I was checking my website logs and have seen that there are many new crawlers and bots which are fetching lot of information while i dont want to get listed in those small engines which wont bring any traffic but will only load the server from time to time. I was wondering if they would follow the instructions of robots.txt ? and there are some scrapers as well who seems to fetch lot of information by crawling. any way to stop them ? And if someone could give the complete syntax for robots.txt to just allow Google Yahoo and MSN thanks in advance. dhaliwal
Check out http://www.robotstxt.org/wc/exclusion-admin.html for more assistance and information You can do specific "allows" and disallow all others. What to put into the robots.txt file The "/robots.txt" file usually contains a record looking like this: User-agent: * Disallow: /cgi-bin/ Disallow: /tmp/ Disallow: /~joe/ In this example, three directories are excluded. Note that you need a separate "Disallow" line for every URL prefix you want to exclude -- you cannot say "Disallow: /cgi-bin/ /tmp/". Also, you may not have blank lines in a record, as they are used to delimit multiple records. Note also that regular expression are not supported in either the User-agent or Disallow lines. The '*' in the User-agent field is a special value meaning "any robot". Specifically, you cannot have lines like "Disallow: /tmp/*" or "Disallow: *.gif". What you want to exclude depends on your server. Everything not explicitly disallowed is considered fair game to retrieve. Here follow some examples: To exclude all robots from the entire server User-agent: * Disallow: / To allow all robots complete access User-agent: * Disallow: Or create an empty "/robots.txt" file. To exclude all robots from part of the server User-agent: * Disallow: /cgi-bin/ Disallow: /tmp/ Disallow: /private/ To exclude a single robot User-agent: BadBot Disallow: / To allow a single robot User-agent: WebCrawler Disallow: User-agent: * Disallow: / To exclude all files except one This is currently a bit awkward, as there is no "Allow" field. The easy way is to put all files to be disallowed into a separate directory, say "docs", and leave the one file in the level above this directory: User-agent: * Disallow: /~joe/docs/ Alternatively you can explicitly disallow all disallowed pages: User-agent: * Disallow: /~joe/private.html Disallow: /~joe/foo.html Disallow: /~joe/bar.html
This would specifically allow The Google Yahoo and MSN robots access to the entire site, while disallowing access to all other bots. User-agent: Googlebot User-agent: Slurp User-agent: Msnbot Disallow: User-agent: * Disallow: / Code (markup):
thanks to both of you. but i wanted to ask one more thing. robots.txt will be obeyed by only nice robots from respectable engines. a scraper wont, so will it be good to ban his IP ? and anyone knows some easy way to ban an ip block from IIS on windows 2k3 server. they have slowed my website a lot in past few days
The only thing about banning IPs is that you may ban undeserving folk too, if they are in the same network or if IPs aren't static. As far as blocking in IIS, no idea, sorry
I've had quite a few "scrapers" on my site and wrote a small php code to exclude these scrapers. This works for crawlers that report themselves as java with different versions. With php I simply put this before the html and head tags <?php $agent = $SERVER['HTTP_USER_AGENT']; if eregi("java/" , $agent){ exit();} ?> this seems to prevent the crawler from accessing anything other than the index page as they seem to follow links and always hit the home page first. This might not work for all of them but most of the scapers that hit my site report as java. As a downside if there are any browsers that have java/ in their user agent they will be excluded as well.

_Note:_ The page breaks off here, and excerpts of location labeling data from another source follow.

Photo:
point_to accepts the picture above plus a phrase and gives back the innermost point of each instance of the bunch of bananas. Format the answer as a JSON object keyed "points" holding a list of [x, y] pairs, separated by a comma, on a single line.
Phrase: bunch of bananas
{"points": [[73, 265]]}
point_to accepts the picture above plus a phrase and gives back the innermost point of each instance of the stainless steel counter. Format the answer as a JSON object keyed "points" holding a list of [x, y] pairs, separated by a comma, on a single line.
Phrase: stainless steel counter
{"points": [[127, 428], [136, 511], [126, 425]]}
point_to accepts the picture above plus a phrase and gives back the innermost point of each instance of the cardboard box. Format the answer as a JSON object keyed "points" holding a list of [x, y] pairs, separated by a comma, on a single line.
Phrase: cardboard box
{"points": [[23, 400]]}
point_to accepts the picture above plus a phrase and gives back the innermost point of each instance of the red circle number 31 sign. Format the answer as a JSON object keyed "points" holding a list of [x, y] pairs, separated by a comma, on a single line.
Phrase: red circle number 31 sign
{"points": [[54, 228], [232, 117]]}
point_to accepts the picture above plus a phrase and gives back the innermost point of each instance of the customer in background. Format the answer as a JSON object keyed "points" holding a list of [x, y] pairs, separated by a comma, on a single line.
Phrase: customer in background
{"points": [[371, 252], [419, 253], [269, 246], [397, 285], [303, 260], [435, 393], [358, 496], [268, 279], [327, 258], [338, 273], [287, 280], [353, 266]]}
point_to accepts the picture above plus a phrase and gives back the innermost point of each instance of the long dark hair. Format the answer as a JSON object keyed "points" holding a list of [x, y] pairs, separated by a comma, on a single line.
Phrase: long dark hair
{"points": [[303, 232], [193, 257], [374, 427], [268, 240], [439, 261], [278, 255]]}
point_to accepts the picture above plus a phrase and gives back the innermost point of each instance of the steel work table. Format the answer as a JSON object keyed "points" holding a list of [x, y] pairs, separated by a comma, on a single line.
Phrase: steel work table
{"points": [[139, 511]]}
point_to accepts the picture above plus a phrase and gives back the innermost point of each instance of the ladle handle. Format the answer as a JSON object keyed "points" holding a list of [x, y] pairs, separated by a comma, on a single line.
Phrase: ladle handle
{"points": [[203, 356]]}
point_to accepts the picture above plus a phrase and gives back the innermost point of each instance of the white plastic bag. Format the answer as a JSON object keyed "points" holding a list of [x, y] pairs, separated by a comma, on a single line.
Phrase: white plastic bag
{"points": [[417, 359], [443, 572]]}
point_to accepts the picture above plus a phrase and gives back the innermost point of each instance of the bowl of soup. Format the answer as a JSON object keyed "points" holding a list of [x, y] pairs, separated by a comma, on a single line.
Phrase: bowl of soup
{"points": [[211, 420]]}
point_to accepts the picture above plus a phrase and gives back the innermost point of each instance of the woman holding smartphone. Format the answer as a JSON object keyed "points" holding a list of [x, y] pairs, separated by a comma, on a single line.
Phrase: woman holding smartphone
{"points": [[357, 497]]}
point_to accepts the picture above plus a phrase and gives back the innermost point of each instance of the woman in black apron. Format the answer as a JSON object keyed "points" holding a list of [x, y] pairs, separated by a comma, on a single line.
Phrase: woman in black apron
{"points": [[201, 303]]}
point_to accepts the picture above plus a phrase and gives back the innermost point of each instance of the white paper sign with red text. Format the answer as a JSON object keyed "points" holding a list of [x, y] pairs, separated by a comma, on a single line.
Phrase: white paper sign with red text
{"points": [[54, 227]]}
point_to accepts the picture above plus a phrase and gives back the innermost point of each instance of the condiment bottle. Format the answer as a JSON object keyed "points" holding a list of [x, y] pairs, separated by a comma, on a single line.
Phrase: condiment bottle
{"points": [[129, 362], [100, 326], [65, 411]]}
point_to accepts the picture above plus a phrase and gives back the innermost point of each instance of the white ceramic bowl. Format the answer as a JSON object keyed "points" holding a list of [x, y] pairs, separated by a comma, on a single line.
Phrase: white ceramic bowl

Exam, this is wrong. The User-agent sections should be swapped: * first, then specific agent. Otherwise you simply cancel the specific Disallow with the * that follows. Here is what it should look like: User-agent: * Disallow: / User-agent: googlebot User-agent: slurp User-agent: msnbot Disallow: Code (markup):
Actually what you've posted is incorrect According to the robots.txt standard, the robot needs to follow the first applicable rule. Let's just walk through what you have. The Googlebot comes knocking, and the first line "User-agent: *" says match any user agent, so the Googlebot says, "ok, that matches me" then comes the disallow which says disallow everything. At that point the Googlebot says, OK I'm outta here and does not even finish reading the robots.txt file. Specific rules always precede general rules. That way you specifically allow or disallow what you want to and then if a robot gets past that, (none of the specific rules apply to it) then the general rule gets applied. So the correct way to do this is specifically tell the 3 robots Google, MSN and Yahoo that they are allowed on the site, then tell everybody else to go away: User-agent: Googlebot User-agent: Slurp User-agent: Msnbot Disallow: User-agent: * Disallow: / Code (markup): EDIT: 1-script.com, re-reading your post, it appears that you may be confused about the disallowing and allowing. The Disallow: with nothing after it, *allows* access to the whole site, while Disallow: / denies access to the whole site.